LONDON (09/23/2003) - PC Advisor readers have lashed out at half-hearted U.K. government plans to crack down on spammers. It will be an offense for a British business to send unsolicited mail to personal email accounts after December 11, bringing existing laws in line with European legislation.
But with over half of our readers (52.6 percent) complaining that junk messages now account for more than 75 percent of all their email, the vast majority (74 percent) reckon the maximum £5,000 (US$8,246) fine isn't sufficient punishment for spammers, according to a recent poll on the PC Advisor website.
Meanwhile Member of Parliament (MP) Derek Wyatt, who along with e-envoy Andrew Pinder is hoping to persuade U.S. lawmakers to take a tough 'opt-in' approach to spam, is warning the internet will grind to a halt unless firm action is taken by American authorities.
'Opt-in' requires users to request a commercial email before it can be sent, as opposed to the 'opt-out' method, where the onus is put on individual users to let companies know that they do not wish to receive spam.
"Opt-out is a terrible, terrible mistake and if we can't come to an agreement on dealing with spam, I think the internet will seize up next year, not unlike the electricity blackouts in New York earlier this year," Wyatt told PC Advisor.
Wyatt is convinced that there has to be a concerted and coordinated worldwide effort to stop spam. "I think we need a new arrangement like what happened with telephones and stamps, where world bodies started to agree on global pricing," he said. "In terms of dealing with spam, we are in the spotty teenager stage but we will grow up and to do that. We need to discuss these issues in an international forum."

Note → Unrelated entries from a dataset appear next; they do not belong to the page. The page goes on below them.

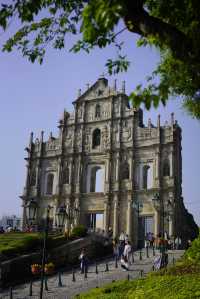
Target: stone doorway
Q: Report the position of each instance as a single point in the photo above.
(145, 226)
(94, 221)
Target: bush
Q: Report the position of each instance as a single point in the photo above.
(79, 231)
(193, 252)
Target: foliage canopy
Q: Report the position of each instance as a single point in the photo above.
(172, 26)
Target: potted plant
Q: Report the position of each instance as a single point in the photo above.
(49, 268)
(36, 269)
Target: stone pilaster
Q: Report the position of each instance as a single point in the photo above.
(129, 218)
(115, 217)
(156, 222)
(106, 215)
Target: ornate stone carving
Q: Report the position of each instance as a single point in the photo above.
(105, 138)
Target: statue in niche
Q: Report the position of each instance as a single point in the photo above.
(79, 140)
(80, 112)
(105, 137)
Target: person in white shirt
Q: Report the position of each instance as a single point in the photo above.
(127, 252)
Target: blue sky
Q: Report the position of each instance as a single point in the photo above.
(33, 97)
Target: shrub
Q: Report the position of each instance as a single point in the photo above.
(79, 231)
(193, 252)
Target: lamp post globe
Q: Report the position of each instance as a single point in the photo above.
(60, 216)
(31, 209)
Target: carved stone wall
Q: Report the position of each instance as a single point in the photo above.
(123, 140)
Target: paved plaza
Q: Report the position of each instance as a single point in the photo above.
(94, 278)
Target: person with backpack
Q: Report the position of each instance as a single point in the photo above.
(84, 261)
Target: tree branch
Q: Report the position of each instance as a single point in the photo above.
(139, 21)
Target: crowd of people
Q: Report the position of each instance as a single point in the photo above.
(166, 241)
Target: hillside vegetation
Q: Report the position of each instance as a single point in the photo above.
(181, 281)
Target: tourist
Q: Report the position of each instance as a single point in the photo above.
(115, 248)
(110, 232)
(2, 230)
(127, 252)
(177, 243)
(121, 248)
(84, 261)
(124, 263)
(122, 237)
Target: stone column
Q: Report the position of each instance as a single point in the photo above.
(156, 223)
(54, 215)
(129, 219)
(115, 217)
(171, 233)
(106, 215)
(171, 163)
(58, 176)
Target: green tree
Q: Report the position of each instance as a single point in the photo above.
(172, 26)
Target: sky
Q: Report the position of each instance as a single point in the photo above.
(33, 97)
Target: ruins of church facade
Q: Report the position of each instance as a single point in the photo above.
(107, 169)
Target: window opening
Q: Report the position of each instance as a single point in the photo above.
(50, 179)
(96, 138)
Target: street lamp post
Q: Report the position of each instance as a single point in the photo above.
(159, 201)
(138, 206)
(31, 209)
(31, 214)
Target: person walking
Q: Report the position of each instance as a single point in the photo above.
(177, 242)
(84, 261)
(127, 252)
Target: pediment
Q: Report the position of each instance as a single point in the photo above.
(98, 90)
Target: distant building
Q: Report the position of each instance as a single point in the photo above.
(139, 168)
(12, 221)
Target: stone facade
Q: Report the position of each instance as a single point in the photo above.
(106, 138)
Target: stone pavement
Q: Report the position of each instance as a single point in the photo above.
(81, 284)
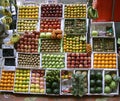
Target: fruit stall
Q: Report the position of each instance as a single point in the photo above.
(53, 57)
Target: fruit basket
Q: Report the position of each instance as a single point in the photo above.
(27, 25)
(50, 24)
(22, 81)
(75, 11)
(111, 82)
(49, 45)
(27, 60)
(28, 12)
(74, 43)
(7, 81)
(103, 44)
(8, 52)
(28, 42)
(51, 10)
(78, 60)
(102, 29)
(105, 60)
(75, 26)
(53, 61)
(96, 82)
(80, 82)
(66, 82)
(52, 82)
(37, 84)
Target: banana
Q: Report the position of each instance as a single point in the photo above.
(92, 13)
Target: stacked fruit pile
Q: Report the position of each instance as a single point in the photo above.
(75, 11)
(111, 82)
(47, 25)
(37, 81)
(75, 26)
(74, 43)
(28, 42)
(7, 80)
(96, 79)
(66, 81)
(53, 61)
(31, 12)
(22, 79)
(78, 60)
(50, 45)
(26, 25)
(105, 60)
(103, 44)
(53, 82)
(28, 60)
(51, 10)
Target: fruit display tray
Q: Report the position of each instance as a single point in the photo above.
(27, 25)
(26, 60)
(35, 81)
(74, 43)
(75, 26)
(7, 81)
(104, 60)
(52, 10)
(8, 52)
(75, 11)
(28, 12)
(103, 44)
(53, 60)
(49, 45)
(102, 29)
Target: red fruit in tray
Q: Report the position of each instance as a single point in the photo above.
(77, 66)
(81, 58)
(72, 58)
(68, 62)
(69, 58)
(77, 58)
(72, 62)
(77, 54)
(77, 62)
(73, 54)
(72, 66)
(68, 54)
(80, 66)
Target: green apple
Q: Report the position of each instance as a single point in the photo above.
(32, 90)
(32, 86)
(37, 85)
(37, 90)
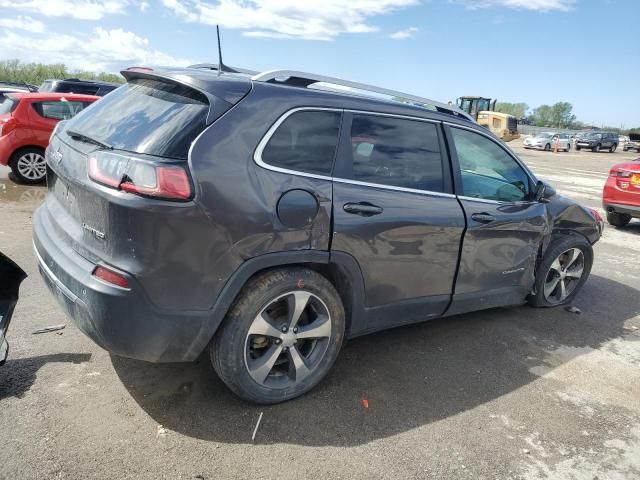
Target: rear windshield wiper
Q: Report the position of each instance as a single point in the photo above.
(85, 138)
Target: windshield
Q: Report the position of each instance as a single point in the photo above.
(146, 116)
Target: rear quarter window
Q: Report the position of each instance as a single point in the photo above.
(146, 116)
(305, 142)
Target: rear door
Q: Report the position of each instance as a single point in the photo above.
(395, 213)
(505, 226)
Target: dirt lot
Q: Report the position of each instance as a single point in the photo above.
(507, 393)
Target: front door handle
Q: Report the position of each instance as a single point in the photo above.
(364, 209)
(483, 217)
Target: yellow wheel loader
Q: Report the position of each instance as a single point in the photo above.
(503, 125)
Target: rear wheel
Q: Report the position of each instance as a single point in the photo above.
(281, 336)
(28, 165)
(562, 272)
(618, 219)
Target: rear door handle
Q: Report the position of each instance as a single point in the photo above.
(483, 217)
(364, 209)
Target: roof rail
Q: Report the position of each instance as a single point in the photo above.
(28, 86)
(303, 79)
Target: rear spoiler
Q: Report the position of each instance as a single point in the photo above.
(221, 92)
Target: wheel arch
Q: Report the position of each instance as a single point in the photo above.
(340, 268)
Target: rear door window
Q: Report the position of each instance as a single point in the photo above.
(146, 116)
(396, 152)
(487, 171)
(305, 142)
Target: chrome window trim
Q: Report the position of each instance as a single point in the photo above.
(391, 187)
(257, 155)
(393, 115)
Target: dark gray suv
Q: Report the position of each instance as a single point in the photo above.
(267, 221)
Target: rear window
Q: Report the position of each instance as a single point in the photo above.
(146, 116)
(7, 104)
(62, 110)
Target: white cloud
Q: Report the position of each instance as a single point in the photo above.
(307, 19)
(23, 23)
(406, 33)
(537, 5)
(80, 9)
(101, 50)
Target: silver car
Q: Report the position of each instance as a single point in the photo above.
(548, 140)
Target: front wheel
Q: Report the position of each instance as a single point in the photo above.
(28, 165)
(562, 272)
(281, 337)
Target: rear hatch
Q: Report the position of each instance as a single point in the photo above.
(120, 165)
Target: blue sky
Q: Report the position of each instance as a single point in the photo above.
(586, 52)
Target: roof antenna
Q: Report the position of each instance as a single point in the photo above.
(220, 64)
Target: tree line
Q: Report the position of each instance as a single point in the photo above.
(558, 115)
(36, 73)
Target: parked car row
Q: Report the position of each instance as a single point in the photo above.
(548, 141)
(28, 115)
(594, 141)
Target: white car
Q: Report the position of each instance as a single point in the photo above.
(548, 140)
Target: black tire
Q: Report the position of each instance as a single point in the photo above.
(230, 347)
(21, 171)
(618, 220)
(558, 245)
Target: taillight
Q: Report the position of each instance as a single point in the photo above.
(140, 177)
(110, 276)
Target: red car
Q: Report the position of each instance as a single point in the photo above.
(26, 123)
(621, 195)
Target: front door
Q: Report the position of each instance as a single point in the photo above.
(395, 213)
(505, 226)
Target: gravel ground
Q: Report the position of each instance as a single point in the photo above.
(503, 394)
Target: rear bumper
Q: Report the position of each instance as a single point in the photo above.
(122, 321)
(632, 210)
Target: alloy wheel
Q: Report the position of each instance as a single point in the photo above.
(288, 339)
(32, 166)
(563, 276)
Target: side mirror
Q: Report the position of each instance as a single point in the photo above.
(544, 192)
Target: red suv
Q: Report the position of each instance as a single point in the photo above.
(621, 195)
(26, 123)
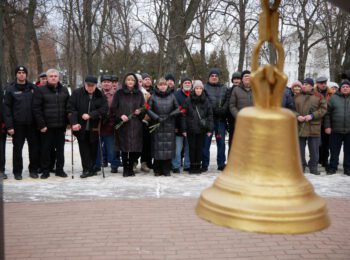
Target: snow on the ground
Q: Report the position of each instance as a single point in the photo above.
(141, 186)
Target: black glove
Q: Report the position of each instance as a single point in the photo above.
(220, 111)
(203, 123)
(161, 120)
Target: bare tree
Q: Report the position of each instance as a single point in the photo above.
(302, 15)
(29, 31)
(181, 16)
(159, 9)
(335, 30)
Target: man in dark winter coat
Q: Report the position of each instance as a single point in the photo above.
(321, 89)
(288, 100)
(87, 106)
(126, 107)
(236, 80)
(337, 124)
(310, 109)
(50, 104)
(170, 81)
(217, 95)
(197, 123)
(107, 130)
(241, 96)
(2, 136)
(146, 155)
(163, 108)
(181, 95)
(20, 122)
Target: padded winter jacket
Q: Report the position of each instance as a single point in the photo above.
(163, 108)
(18, 104)
(338, 113)
(198, 116)
(217, 95)
(50, 106)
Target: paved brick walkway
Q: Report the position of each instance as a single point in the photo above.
(156, 229)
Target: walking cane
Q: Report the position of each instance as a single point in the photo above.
(71, 141)
(100, 144)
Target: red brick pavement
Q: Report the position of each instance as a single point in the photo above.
(156, 229)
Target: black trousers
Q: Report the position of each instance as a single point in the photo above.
(162, 166)
(146, 155)
(129, 158)
(22, 133)
(231, 129)
(313, 144)
(335, 144)
(88, 151)
(51, 141)
(195, 143)
(2, 150)
(324, 148)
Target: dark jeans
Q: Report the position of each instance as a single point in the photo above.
(324, 148)
(231, 129)
(336, 141)
(23, 132)
(88, 151)
(53, 142)
(107, 142)
(2, 150)
(162, 166)
(129, 158)
(313, 144)
(219, 131)
(195, 143)
(146, 155)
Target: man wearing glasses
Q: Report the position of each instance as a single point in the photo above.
(217, 94)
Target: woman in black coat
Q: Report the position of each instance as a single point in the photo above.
(129, 100)
(163, 108)
(197, 122)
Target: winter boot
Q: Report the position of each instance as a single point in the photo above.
(145, 168)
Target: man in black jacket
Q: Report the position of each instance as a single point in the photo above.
(236, 80)
(20, 124)
(337, 125)
(87, 106)
(50, 112)
(217, 95)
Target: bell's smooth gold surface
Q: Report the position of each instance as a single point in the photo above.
(263, 188)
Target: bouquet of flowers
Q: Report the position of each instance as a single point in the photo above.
(132, 115)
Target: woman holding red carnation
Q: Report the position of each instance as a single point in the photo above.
(163, 108)
(127, 105)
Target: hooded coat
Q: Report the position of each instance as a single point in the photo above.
(18, 104)
(199, 115)
(338, 115)
(79, 105)
(163, 108)
(125, 102)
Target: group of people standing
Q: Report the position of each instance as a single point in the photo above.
(161, 127)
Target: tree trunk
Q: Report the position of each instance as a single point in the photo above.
(39, 62)
(28, 31)
(242, 36)
(88, 25)
(13, 61)
(180, 21)
(2, 75)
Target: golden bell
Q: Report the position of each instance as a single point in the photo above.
(263, 188)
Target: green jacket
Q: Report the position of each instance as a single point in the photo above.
(309, 104)
(338, 115)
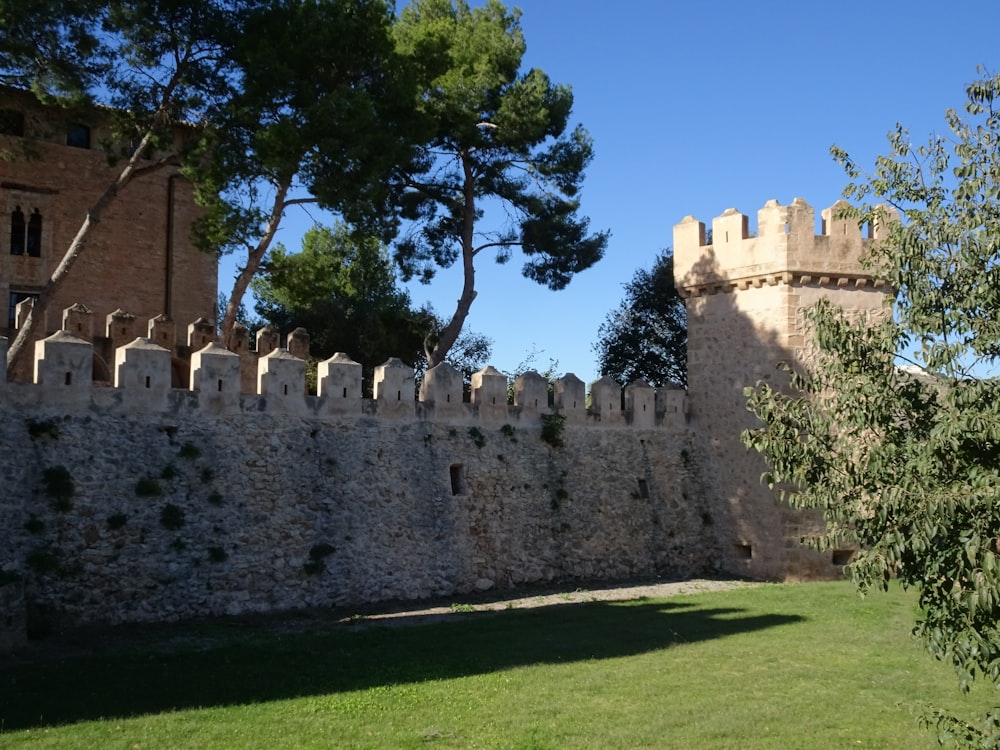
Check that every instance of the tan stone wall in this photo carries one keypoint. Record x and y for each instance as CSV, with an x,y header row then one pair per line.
x,y
139,258
746,297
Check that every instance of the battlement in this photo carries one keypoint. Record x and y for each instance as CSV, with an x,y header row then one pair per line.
x,y
143,373
785,250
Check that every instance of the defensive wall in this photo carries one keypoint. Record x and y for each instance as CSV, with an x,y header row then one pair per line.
x,y
136,500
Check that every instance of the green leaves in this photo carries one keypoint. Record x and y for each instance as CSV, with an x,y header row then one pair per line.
x,y
646,337
493,135
906,460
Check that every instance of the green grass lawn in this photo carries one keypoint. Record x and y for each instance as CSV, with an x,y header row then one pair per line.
x,y
778,666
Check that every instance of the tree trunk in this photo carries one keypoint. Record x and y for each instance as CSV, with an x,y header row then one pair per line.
x,y
449,334
28,330
254,259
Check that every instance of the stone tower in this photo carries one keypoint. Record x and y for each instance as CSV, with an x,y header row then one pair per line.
x,y
745,298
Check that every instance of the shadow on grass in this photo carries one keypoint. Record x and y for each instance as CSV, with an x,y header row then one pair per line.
x,y
268,667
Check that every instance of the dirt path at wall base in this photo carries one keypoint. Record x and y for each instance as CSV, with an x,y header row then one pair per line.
x,y
212,632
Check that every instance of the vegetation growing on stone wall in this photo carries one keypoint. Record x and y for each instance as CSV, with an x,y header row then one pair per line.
x,y
34,525
553,427
148,487
42,428
59,487
317,554
44,559
189,451
172,517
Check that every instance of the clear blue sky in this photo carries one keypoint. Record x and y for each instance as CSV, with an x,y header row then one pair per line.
x,y
696,107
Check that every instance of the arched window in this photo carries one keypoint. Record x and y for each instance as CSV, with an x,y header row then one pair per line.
x,y
17,232
34,243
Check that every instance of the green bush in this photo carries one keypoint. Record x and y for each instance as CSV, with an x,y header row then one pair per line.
x,y
553,426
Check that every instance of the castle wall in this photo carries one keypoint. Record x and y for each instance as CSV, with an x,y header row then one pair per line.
x,y
124,504
746,297
139,257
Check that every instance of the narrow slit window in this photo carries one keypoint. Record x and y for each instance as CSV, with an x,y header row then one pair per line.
x,y
457,472
34,234
17,232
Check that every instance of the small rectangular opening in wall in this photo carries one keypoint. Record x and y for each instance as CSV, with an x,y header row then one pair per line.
x,y
457,479
842,556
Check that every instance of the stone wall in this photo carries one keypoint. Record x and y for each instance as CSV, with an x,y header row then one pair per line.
x,y
115,518
140,256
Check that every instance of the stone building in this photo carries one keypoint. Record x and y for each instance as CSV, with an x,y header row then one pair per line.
x,y
140,257
746,297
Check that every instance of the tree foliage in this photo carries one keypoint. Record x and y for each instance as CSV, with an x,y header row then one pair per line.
x,y
313,120
496,136
646,337
905,461
342,289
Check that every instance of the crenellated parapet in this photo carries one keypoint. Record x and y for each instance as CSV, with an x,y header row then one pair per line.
x,y
143,376
785,250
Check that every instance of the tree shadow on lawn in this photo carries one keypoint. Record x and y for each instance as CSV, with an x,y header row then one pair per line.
x,y
266,666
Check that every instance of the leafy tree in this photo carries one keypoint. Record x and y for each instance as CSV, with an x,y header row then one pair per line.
x,y
49,46
342,289
155,65
646,337
315,120
493,136
905,461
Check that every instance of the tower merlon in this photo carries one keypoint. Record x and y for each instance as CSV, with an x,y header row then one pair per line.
x,y
785,249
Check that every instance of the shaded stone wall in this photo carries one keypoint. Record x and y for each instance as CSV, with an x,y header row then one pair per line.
x,y
168,516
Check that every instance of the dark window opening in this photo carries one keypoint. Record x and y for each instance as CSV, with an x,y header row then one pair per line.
x,y
34,234
457,479
12,302
11,122
17,232
77,135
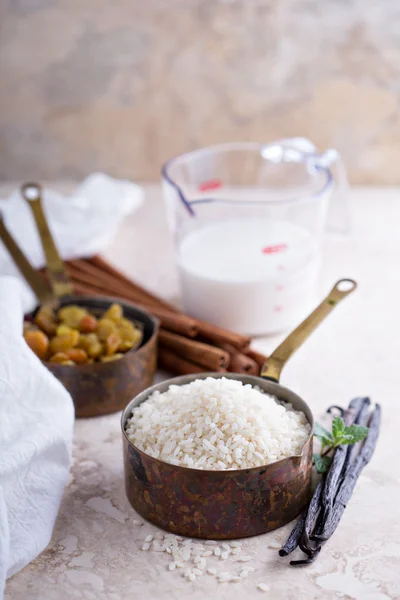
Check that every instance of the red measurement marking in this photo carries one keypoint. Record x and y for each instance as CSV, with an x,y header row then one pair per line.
x,y
274,249
212,184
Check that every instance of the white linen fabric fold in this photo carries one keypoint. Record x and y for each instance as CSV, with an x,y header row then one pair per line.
x,y
36,426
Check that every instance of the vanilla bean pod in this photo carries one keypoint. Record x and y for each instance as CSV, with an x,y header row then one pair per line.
x,y
293,540
350,480
334,474
317,523
362,419
308,516
312,514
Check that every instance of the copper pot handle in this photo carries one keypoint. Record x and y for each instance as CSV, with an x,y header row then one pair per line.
x,y
275,363
32,194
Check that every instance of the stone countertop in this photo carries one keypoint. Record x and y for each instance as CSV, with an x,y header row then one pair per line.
x,y
95,552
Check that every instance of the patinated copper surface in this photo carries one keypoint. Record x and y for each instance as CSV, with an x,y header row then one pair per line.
x,y
103,388
218,504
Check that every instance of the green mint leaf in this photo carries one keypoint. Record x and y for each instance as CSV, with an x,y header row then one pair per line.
x,y
354,434
322,434
338,428
322,463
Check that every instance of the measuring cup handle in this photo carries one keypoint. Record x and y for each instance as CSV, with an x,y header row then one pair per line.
x,y
275,363
61,286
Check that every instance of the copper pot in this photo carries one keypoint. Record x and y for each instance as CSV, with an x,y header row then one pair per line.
x,y
227,504
98,388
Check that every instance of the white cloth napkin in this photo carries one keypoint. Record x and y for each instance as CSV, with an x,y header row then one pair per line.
x,y
82,224
36,426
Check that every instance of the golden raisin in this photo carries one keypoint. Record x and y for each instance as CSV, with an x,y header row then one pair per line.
x,y
105,327
64,342
78,355
72,315
125,345
63,329
112,343
115,312
110,358
59,357
90,342
88,324
38,342
46,321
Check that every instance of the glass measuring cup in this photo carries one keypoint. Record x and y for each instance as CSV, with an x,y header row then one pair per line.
x,y
248,220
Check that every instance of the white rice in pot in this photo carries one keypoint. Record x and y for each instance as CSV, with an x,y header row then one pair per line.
x,y
217,424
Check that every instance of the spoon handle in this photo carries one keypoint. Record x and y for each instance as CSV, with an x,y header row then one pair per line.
x,y
275,363
32,194
34,279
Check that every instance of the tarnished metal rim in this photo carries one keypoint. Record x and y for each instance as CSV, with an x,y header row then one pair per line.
x,y
276,389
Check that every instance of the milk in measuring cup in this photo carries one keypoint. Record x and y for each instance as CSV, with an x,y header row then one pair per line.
x,y
254,276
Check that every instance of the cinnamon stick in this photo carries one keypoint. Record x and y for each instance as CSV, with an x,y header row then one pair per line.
x,y
171,321
212,333
115,288
210,357
240,363
219,336
102,264
168,360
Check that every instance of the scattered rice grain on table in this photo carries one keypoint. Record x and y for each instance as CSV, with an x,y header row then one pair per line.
x,y
217,424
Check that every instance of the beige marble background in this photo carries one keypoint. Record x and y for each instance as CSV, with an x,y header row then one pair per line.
x,y
122,85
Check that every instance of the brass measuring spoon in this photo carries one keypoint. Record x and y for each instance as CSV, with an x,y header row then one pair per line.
x,y
34,279
59,281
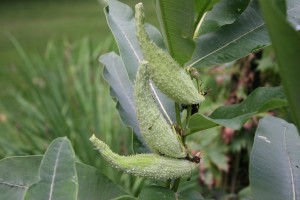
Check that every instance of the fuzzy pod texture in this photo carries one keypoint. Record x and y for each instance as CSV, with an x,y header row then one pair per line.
x,y
165,72
157,133
146,165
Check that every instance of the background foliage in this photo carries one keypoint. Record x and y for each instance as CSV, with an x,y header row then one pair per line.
x,y
60,90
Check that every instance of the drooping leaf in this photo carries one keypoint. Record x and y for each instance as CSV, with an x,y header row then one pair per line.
x,y
286,43
120,19
158,192
17,174
247,34
57,173
224,12
121,90
201,7
93,185
176,19
274,160
234,116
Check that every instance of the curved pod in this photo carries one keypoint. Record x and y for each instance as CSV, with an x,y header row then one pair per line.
x,y
156,132
146,165
165,72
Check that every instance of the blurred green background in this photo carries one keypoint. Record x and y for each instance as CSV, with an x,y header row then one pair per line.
x,y
51,82
51,85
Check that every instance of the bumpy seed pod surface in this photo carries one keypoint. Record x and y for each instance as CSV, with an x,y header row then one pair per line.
x,y
165,72
146,165
157,133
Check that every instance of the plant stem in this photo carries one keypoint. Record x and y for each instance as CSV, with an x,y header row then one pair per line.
x,y
235,172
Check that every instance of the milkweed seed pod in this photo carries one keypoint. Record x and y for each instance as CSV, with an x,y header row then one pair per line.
x,y
157,133
146,165
165,72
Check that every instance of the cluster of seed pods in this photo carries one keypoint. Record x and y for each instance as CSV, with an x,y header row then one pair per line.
x,y
168,159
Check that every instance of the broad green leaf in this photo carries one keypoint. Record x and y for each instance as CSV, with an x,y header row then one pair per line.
x,y
274,161
17,174
234,116
224,12
57,173
93,185
158,192
201,7
121,90
286,43
247,34
176,18
120,19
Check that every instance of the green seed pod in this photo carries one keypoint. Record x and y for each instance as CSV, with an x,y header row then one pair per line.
x,y
146,165
156,132
165,72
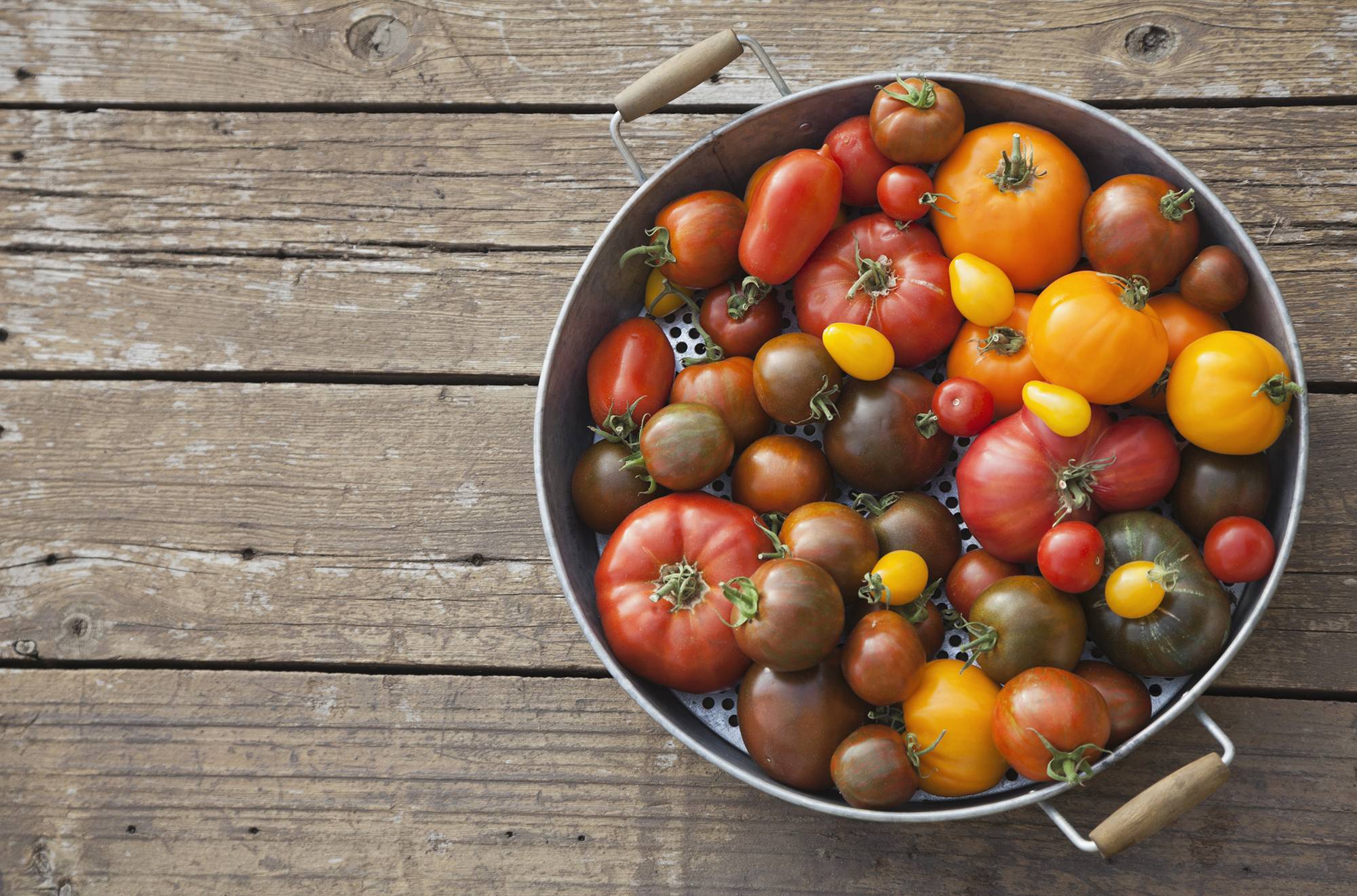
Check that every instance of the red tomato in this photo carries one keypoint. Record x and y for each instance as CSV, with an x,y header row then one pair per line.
x,y
850,146
659,589
792,211
907,296
964,408
695,239
974,573
634,362
1070,557
1109,466
1051,724
1240,550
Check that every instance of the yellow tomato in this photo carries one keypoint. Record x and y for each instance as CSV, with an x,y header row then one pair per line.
x,y
960,702
664,298
1063,409
864,353
982,292
1230,393
1131,592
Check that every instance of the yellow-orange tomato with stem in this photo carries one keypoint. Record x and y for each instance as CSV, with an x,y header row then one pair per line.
x,y
1230,393
864,352
1096,334
961,702
980,290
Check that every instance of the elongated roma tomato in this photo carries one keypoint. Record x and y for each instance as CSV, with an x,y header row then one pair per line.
x,y
790,212
864,353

Wyatt and Pinder will be part of an APIG (All-Party Parliamentary Internet Group) delegation of MPs that will fly to Washington next month for meetings on Capitol Hill with Senators and other lawmakers. Analysts have also slammed Thursday's anti-spam directive claiming the law doesn't go far enough to protect businesses as well as individual email users.
According to Gartner analyst Anthony Allan, the market researcher's corporate clients have mostly taken a technical response to the problem of spam. "The bottom line is a company's email infrastructure has to cope with twice as much email than it needs to, so while they do believe that spam should be illegal and that spammers should be punished, legal measures are not seen as the most effective way to deal with the problem," he told PC Advisor.
Allan reckons the new law also poses the additional problem of tracking down and imposing fines on those sending spam from outside of the U.K., an endeavor made that much more difficult if the U.S. protects those same people with opt-out anti-spam laws.
"It is not clear how the enforcement of the law will work," Allan said. "There is a great deal of publicity around the fact that action is being taken and I believe there will be successful prosecutions this time next year. But the effectiveness of the law over the whole range of spammers and email users in the next year is going to be minimal."
PC Advisor says:
We are all responsible for our own destinies, and it's up to us to get on with the job of protecting ourselves from spam.
The golden rules are:
1. Do not respond to spam - no matter how tempting it is, or how angry you might be.
2. Do not send spam back (bounce it).
3. Do not allow yourself to be tempted to spam the spammer.
4. Do not visit porn sites.
5. Do not publish your email address on your website - make a mail to hyperlink out of some text, such as: 'Problems with the site? Email the webmaster.'
6. Get spam filtering software installed, or set yourself up with a spam filtering server like Spammarest.
7. Get a second email address, and use it for submissions to websites - keep your primary address for people you can trust.
8. Treat your email address as confidential and don't publish it anywhere, especially in a web forum where thousands of people can see it.